De gravin zuchtte. Het was nog steeds niet tot die arme sukkelaar doorgedrongen dat ze dat meteen zou hebben gedaan als ze niet iets te verbergen had gehad. Bij voorbeeld zeven goudstaven en een verleden waarvan zijn romantische haren te berge zouden rijzen. Over een dolende ridder gesproken, met nadruk op het woord dolen. Alleen in Engeland liepen nog zulke onnozelaars rond. “Jij bent ook heel aardig,” zei ze terwijl ze hem op zijn knie klopte. “‘t Is jouw schuld niet dat je erin bent geluisd, en we kunnen je niet zomaar in een nare gevangenis laten stoppen, hè?”
“Dat hoop ik niet,” zei Glodstone trillend van toewijding na dat klopje op zijn knie en die babypraat. Haar volgende opmerking deed zijn mond openvallen.
“Dan gaan we nu de Sundance Kid halen en de ClydeBrownes een poot uitdraaien.”
“Watte?”
“Ze afpersen. Je zult geld nodig hebben, en als ze zijn zoals jij zegt en ik denk, zullen ze een royaal bedrag ophoesten om maar niet in de publiciteit te komen. Ik denk niet dat pa CB door zijn club geroyeerd wil worden.”
“Dat verdom ik,” zei Glodstone. “t Is niet de schuld van Peregrine dat…”
“Hij door alle politiekorpsen aan deze kant van ‘t IJzeren Gordijn wordt gezocht? Hij heeft die moord gepleegd, niet jij. Meneer ClydeBrowne zal dus hard moeten zwoegen om jullie allebei uit de nesten te halen. En hij heeft invloed. Ik heb ‘m eens nagetrokken, en hij barst ervan. Z’n broer is plaatsvervangend staatssecretaris van het ministerie van Economische Zaken en adviseur van de EG-commissie voor de Regularisatie, Standaardisering en Uniformiteit van Voorbewerkte Voedingsmiddelen. Vissticks, met andere woorden.”
“Lieve hemel. Hoe ben je dat te weten gekomen?”

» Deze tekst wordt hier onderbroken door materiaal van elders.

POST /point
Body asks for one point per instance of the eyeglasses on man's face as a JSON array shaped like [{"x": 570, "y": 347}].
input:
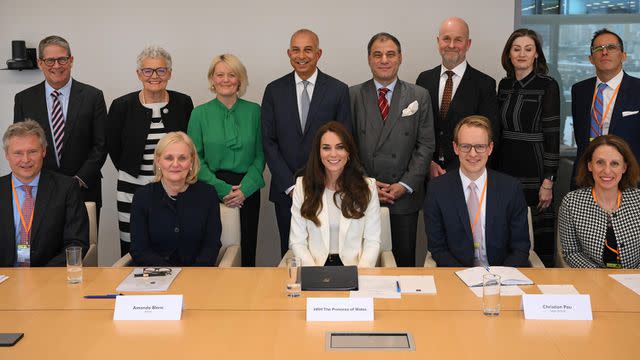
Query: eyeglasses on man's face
[
  {"x": 480, "y": 148},
  {"x": 64, "y": 60},
  {"x": 148, "y": 72},
  {"x": 611, "y": 48}
]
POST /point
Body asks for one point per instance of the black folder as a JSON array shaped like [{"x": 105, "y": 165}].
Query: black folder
[{"x": 329, "y": 278}]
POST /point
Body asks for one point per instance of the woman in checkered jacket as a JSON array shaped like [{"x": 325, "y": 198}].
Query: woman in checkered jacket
[{"x": 599, "y": 224}]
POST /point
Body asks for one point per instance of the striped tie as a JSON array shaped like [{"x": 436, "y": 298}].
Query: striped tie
[
  {"x": 596, "y": 113},
  {"x": 57, "y": 121},
  {"x": 383, "y": 104}
]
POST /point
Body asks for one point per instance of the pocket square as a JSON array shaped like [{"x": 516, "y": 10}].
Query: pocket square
[{"x": 411, "y": 109}]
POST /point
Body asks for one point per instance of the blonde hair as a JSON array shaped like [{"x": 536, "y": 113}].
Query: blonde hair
[
  {"x": 236, "y": 66},
  {"x": 172, "y": 138}
]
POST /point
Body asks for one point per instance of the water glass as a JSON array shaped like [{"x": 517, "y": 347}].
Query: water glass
[
  {"x": 491, "y": 294},
  {"x": 74, "y": 264},
  {"x": 293, "y": 279}
]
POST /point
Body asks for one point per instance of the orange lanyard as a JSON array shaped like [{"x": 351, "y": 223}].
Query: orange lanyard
[
  {"x": 604, "y": 115},
  {"x": 475, "y": 221},
  {"x": 27, "y": 228}
]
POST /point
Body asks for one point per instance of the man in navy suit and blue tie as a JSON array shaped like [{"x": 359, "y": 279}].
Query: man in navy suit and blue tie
[
  {"x": 607, "y": 103},
  {"x": 294, "y": 107},
  {"x": 476, "y": 216}
]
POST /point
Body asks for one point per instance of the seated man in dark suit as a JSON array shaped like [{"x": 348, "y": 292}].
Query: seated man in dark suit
[
  {"x": 607, "y": 103},
  {"x": 476, "y": 216},
  {"x": 41, "y": 211}
]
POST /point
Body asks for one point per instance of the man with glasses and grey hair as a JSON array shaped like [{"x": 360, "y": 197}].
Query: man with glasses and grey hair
[
  {"x": 72, "y": 115},
  {"x": 476, "y": 216},
  {"x": 40, "y": 211},
  {"x": 607, "y": 103}
]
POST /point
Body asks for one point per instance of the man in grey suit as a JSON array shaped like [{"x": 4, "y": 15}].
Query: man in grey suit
[{"x": 393, "y": 126}]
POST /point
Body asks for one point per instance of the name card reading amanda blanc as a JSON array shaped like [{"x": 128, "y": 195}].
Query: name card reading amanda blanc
[
  {"x": 557, "y": 307},
  {"x": 339, "y": 309},
  {"x": 148, "y": 307}
]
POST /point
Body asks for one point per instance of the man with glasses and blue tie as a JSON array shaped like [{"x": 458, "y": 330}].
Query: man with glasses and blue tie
[
  {"x": 476, "y": 216},
  {"x": 72, "y": 115},
  {"x": 607, "y": 103}
]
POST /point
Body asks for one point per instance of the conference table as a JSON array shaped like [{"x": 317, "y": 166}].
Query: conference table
[{"x": 244, "y": 313}]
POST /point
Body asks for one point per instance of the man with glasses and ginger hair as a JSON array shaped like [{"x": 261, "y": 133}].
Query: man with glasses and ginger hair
[
  {"x": 72, "y": 115},
  {"x": 476, "y": 216},
  {"x": 607, "y": 103}
]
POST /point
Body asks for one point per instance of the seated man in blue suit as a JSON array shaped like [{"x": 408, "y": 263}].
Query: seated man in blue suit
[
  {"x": 476, "y": 216},
  {"x": 40, "y": 211},
  {"x": 607, "y": 103}
]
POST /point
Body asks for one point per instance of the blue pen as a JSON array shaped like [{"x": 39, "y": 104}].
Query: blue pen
[{"x": 107, "y": 296}]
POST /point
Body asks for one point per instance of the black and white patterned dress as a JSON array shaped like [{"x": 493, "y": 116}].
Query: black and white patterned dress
[
  {"x": 127, "y": 184},
  {"x": 529, "y": 146}
]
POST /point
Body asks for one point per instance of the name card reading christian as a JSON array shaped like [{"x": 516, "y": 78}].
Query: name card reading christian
[
  {"x": 557, "y": 307},
  {"x": 148, "y": 307},
  {"x": 339, "y": 309}
]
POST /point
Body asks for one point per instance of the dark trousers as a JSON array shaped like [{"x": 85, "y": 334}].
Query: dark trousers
[
  {"x": 283, "y": 216},
  {"x": 403, "y": 238},
  {"x": 249, "y": 215}
]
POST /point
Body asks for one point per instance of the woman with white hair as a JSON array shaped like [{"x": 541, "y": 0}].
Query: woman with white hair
[{"x": 136, "y": 122}]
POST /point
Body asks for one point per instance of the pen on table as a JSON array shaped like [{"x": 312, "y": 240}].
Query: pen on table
[{"x": 107, "y": 296}]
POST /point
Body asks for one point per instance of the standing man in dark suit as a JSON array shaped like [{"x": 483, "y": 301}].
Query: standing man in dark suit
[
  {"x": 457, "y": 90},
  {"x": 40, "y": 211},
  {"x": 608, "y": 103},
  {"x": 72, "y": 115},
  {"x": 393, "y": 126},
  {"x": 294, "y": 107},
  {"x": 476, "y": 216}
]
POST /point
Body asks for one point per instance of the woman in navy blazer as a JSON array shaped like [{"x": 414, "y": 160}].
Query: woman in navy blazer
[{"x": 175, "y": 221}]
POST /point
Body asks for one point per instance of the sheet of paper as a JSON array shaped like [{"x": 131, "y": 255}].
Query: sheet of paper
[
  {"x": 558, "y": 289},
  {"x": 632, "y": 281},
  {"x": 504, "y": 291},
  {"x": 381, "y": 287},
  {"x": 417, "y": 284}
]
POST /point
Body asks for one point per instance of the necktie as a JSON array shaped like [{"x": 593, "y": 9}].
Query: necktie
[
  {"x": 383, "y": 104},
  {"x": 304, "y": 105},
  {"x": 27, "y": 213},
  {"x": 57, "y": 121},
  {"x": 473, "y": 205},
  {"x": 446, "y": 95},
  {"x": 596, "y": 113}
]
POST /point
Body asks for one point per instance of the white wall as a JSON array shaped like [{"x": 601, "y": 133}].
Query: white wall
[{"x": 106, "y": 37}]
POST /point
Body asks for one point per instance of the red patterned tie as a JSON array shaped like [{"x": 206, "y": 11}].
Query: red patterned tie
[
  {"x": 57, "y": 121},
  {"x": 383, "y": 104},
  {"x": 446, "y": 95}
]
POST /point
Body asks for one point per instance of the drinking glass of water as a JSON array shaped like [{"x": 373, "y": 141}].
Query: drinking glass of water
[
  {"x": 293, "y": 279},
  {"x": 491, "y": 294},
  {"x": 74, "y": 264}
]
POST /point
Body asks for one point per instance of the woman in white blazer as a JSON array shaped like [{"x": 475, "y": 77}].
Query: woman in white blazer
[{"x": 335, "y": 217}]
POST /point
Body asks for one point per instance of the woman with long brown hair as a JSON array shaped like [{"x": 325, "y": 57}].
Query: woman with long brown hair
[{"x": 335, "y": 217}]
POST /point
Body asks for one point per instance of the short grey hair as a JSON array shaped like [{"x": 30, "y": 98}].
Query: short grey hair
[
  {"x": 53, "y": 40},
  {"x": 24, "y": 128},
  {"x": 154, "y": 52}
]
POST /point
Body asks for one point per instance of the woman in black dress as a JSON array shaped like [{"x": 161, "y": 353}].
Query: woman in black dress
[{"x": 529, "y": 109}]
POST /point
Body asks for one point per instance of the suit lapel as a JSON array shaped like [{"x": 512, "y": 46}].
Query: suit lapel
[
  {"x": 395, "y": 111},
  {"x": 616, "y": 113},
  {"x": 46, "y": 189}
]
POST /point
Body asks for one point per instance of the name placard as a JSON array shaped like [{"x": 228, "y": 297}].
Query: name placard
[
  {"x": 148, "y": 307},
  {"x": 339, "y": 309},
  {"x": 557, "y": 307}
]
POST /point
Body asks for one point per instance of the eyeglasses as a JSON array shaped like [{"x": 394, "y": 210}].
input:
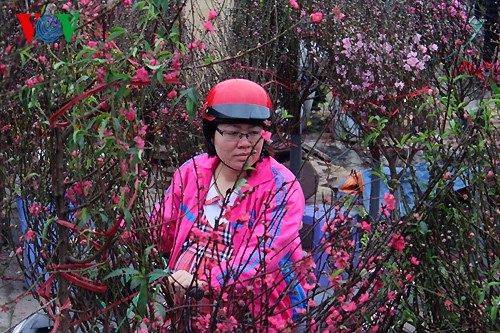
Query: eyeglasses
[{"x": 252, "y": 136}]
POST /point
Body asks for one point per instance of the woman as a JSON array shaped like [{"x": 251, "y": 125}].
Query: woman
[{"x": 230, "y": 218}]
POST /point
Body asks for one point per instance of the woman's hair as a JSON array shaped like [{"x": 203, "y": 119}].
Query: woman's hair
[{"x": 209, "y": 132}]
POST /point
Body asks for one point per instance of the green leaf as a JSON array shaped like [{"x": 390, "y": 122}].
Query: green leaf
[
  {"x": 156, "y": 274},
  {"x": 142, "y": 301},
  {"x": 423, "y": 227},
  {"x": 122, "y": 271},
  {"x": 116, "y": 32},
  {"x": 135, "y": 282}
]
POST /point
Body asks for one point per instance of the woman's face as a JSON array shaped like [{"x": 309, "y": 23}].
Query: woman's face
[{"x": 238, "y": 145}]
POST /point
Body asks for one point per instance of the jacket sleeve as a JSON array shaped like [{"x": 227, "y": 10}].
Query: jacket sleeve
[
  {"x": 166, "y": 214},
  {"x": 268, "y": 244}
]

“Door het nieuwste exemplaar van ‘t biografische woordenboek in de bibliotheek van Holborn. We hebben dus een troef achter de hand en die gaan we vanavond uitspelen.”
“Vanavond? We kunnen onmogelijk helemaal naar Virginia Water…Ik bedoel, ‘t is na middernacht voor we daar zijn.”
“Ik kan me geen beter tijdstip indenken om ze dat nieuws mee te delen,” zei de gravin en ze reden terug naar de automatenhal.